My day in the heart of Beijing was interesting, I enjoyed it more than one would think. I was still recovering from food poisoning (or whatever it was) but I was able to go out and enjoy my day without any hindrance, mind you I kept clear of food. I only had to make one mad dash to the restroom during the time that we where there so I think all in all it was a success. Poor Jordan who was also under the weather also made it through the fieldtrip without any excitement but she did crash when we made it back to the room. I felt bad, I for some strange reason had a lot of energy and wanted to go out exploring but I couldn’t leave behind a sick roommate so I did homework or something to keep myself occupied incase she needed me.
When you approach Tian’an men square from the street you have to walk under the busy street that encircles the square, when you emerge you don’t immediately grasp just how big the place is.
You look across and it flat and almost uninteresting. Scattered with buildings it is not until you start to walk across the square that you come to realize how far you have walked. I only walked length-wise not width-wise so I still don’t full appreciate that some half a million can stand there at one time.

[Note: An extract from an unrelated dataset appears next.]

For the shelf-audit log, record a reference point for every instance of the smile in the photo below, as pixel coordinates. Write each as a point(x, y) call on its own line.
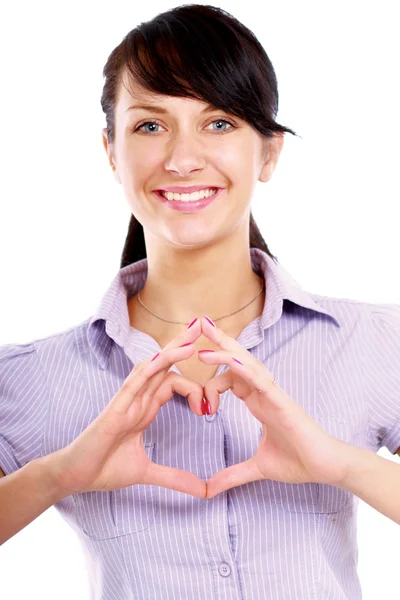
point(191, 205)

The scale is truly grand, that portrait of Mao must be huge, but it doesn’t hit you how big.
I walked up to this memorial you can’t get very close to it but I was stunned at how big it is. I have seen footage of people camping on it but I thought to myself, “Wow, that really is big.” (I suppose size does matter). In retrospect I should have walked all the way around the monument so I could comment on how big it is but I didn’t want to get lost in the crowds.
To get to the Forbidden City you have to pass through a “double gate” meant to confound intruders.
Once you are though the initial gates you pass through a series of courtyards that are connected by gated stairs. It seems that you can walk from the South Gate to the North Gate in more or less a straight line, through the Emperor’s bedchamber; calling it a bedroom seems rather pedestrian.
Once you get past the living and administering quarters you enter what seems to be the garden area. This garden more than makes up for the total lack of flora in the lead up to it. Once you leave the garden you begin the process of exiting the grounds.
When exiting you again pass through the “double gate” and pass over the moat. I cannot unfortunately give a good tour of what we saw or the actual lay out of the grounds more than just vague layout. However I suspect that is less important that what one actually sees when they are out exploring.